Según un estudio reciente de la Universidad Cooperativa Estatal de Baden-Württemberg (DHBW) y Heidelberg, el futuro de los envases es el papel. Obviamente, el papel es preferible a los plásticos desde el punto de vista de los residuos, pero la sostenibilidad del papel para envases puede no ser tan sencilla. El estudio Future of Packaging 2030 afirma que los volúmenes de papel para envases flexibles crecerán un 4,5% anual a finales de la década. Esto no es mucho, dada la baja base de la que parten las cifras. Hay razones para ello.
Por un lado, los envases de papel flexible deben tener algún tipo de revestimiento que actúe como barrera. La barrera impide la migración de las tintas a los alimentos, por ejemplo. Impide la evaporación, necesaria en muchos alimentos para garantizar su frescura. Hay que tener en cuenta el coste de esto, que es en parte la razón por la que las opciones basadas en fibra para envases flexibles siguen siendo limitadas. Pero no hay duda de que la gente opta cada vez más por productos con envases de papel, en lugar de los de plástico. Este es un motor importante.
Heidelberg desea desarrollar nuevas posibilidades de negocio. Por eso colabora con Solenis, fabricante de revestimientos de barrera para papel y cartón. Se espera que la colaboración permita integrar de forma asequible los revestimientos para envases de fibra directamente en la impresión flexográfica de bobina. Y, por supuesto, el proceso debería funcionar en la prensa Boardmaster de Heidelberg.

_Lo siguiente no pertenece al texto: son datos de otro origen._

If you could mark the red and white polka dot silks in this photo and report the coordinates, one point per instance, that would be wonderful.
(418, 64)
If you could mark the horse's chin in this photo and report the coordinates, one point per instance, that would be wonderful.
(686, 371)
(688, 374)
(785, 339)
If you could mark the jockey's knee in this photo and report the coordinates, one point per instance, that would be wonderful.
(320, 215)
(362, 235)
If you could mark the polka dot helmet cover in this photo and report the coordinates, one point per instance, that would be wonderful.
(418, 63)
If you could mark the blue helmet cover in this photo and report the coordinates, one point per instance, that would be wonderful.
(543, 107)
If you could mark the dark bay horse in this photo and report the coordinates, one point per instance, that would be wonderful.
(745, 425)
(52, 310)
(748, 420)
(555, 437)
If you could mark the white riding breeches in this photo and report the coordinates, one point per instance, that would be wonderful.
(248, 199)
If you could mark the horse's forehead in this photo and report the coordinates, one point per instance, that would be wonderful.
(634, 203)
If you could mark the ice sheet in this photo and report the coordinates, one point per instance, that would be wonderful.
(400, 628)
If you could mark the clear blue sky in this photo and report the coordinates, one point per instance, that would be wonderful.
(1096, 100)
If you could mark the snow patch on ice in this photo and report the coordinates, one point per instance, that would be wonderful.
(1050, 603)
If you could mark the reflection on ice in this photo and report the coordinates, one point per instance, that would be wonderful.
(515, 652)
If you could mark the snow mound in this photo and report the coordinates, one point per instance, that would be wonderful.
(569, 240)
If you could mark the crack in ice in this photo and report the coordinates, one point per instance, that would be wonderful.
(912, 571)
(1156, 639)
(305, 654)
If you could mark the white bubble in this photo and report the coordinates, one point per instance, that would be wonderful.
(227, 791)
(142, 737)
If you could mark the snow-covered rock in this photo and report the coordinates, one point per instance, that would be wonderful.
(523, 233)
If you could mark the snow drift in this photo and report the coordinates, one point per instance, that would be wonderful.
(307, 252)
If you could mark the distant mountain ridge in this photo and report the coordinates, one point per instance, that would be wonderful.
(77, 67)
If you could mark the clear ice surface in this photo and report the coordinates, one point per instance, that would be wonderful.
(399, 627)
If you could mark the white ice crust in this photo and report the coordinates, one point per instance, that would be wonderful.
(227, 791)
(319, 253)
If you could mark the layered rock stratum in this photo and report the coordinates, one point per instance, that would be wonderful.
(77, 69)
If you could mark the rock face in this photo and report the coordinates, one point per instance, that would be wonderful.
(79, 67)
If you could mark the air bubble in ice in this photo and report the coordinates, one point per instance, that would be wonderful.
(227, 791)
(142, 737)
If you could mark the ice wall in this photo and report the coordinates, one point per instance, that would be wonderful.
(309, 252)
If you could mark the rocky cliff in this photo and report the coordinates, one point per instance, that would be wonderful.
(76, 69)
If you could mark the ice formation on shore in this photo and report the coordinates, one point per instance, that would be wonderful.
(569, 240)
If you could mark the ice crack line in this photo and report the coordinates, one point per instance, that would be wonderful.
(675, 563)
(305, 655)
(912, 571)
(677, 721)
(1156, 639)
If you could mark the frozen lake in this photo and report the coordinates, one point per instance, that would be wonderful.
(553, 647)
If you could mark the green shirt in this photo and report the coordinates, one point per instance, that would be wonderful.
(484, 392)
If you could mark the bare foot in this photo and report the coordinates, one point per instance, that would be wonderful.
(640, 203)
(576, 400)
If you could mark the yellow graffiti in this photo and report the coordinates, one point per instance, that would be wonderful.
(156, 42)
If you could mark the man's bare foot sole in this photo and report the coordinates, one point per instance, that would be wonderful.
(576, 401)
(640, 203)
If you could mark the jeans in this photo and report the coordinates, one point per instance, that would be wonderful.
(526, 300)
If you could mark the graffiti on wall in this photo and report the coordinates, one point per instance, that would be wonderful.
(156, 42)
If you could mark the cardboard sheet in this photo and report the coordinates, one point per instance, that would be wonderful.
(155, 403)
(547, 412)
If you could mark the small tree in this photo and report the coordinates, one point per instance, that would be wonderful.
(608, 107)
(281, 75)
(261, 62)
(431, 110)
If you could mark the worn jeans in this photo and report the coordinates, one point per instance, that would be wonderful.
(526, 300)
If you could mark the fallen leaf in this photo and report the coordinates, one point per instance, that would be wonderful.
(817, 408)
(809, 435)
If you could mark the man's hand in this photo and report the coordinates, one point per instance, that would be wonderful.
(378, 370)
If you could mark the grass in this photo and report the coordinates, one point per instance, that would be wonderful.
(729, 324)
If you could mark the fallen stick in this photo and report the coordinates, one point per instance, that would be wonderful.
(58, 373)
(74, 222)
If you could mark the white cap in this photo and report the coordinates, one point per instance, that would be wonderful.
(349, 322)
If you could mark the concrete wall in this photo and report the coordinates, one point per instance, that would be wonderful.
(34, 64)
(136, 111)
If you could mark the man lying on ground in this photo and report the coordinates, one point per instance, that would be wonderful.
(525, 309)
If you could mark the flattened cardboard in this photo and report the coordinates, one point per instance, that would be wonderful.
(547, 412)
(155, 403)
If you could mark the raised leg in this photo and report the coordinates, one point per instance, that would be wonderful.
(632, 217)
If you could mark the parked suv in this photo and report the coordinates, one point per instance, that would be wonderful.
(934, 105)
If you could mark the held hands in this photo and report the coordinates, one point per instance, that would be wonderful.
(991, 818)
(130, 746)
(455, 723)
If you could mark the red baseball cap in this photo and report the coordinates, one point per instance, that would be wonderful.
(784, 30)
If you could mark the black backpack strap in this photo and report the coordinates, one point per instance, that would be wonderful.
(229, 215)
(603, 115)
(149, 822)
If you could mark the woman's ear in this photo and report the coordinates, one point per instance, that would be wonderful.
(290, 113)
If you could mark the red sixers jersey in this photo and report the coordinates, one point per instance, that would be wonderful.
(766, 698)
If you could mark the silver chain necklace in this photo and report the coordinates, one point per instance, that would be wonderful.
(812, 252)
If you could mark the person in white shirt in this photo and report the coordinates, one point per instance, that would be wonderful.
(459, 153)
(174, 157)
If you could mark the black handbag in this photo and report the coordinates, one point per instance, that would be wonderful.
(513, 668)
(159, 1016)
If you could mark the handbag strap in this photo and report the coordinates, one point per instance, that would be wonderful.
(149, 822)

Además de los intereses comerciales y las preferencias de los consumidores, está el nuevo Reglamento de la Unión Europea sobre Envases y Residuos de Envases (PPWR). Según el PPWR, para 2030 todos los envases comercializados en la UE deberán ser reciclables. También para entonces los sistemas de reciclaje de envases deberán ser económicamente viables y estar más extendidos. La combinación de leyes, tendencias de consumo y avances tecnológicos se combinan para que esto sea probable.
Que el estudio de Heidelberg concluya que en 2030 habrá más envases flexibles de papel no es ninguna sorpresa. Por supuesto, el mercado está creciendo a medida que se acelera el abandono de la dependencia de los plásticos. Heidelberg vela por sus intereses y los de sus accionistas. Pero queda mucho por hacer antes de que el objetivo de Heidelberg se haga realidad. Los sustratos de papel para aplicaciones de envasado deben ser más baratos que sus equivalentes de plástico. Hay que abordar las preocupaciones sobre la eficacia de la funcionalidad de barrera del papel. El papel no puede bloquear la humedad, el oxígeno o la grasa sin un revestimiento. La sostenibilidad de estos nuevos revestimientos es un factor importante para la sostenibilidad. Esto será importante para muchos sectores industriales, como la alimentación y las bebidas, los cosméticos, etc. Una vez que tengamos soluciones, necesitamos formas de hacerlas funcionar a escala. Puede que el papel sea la respuesta, pero aún queda mucho trabajo por hacer.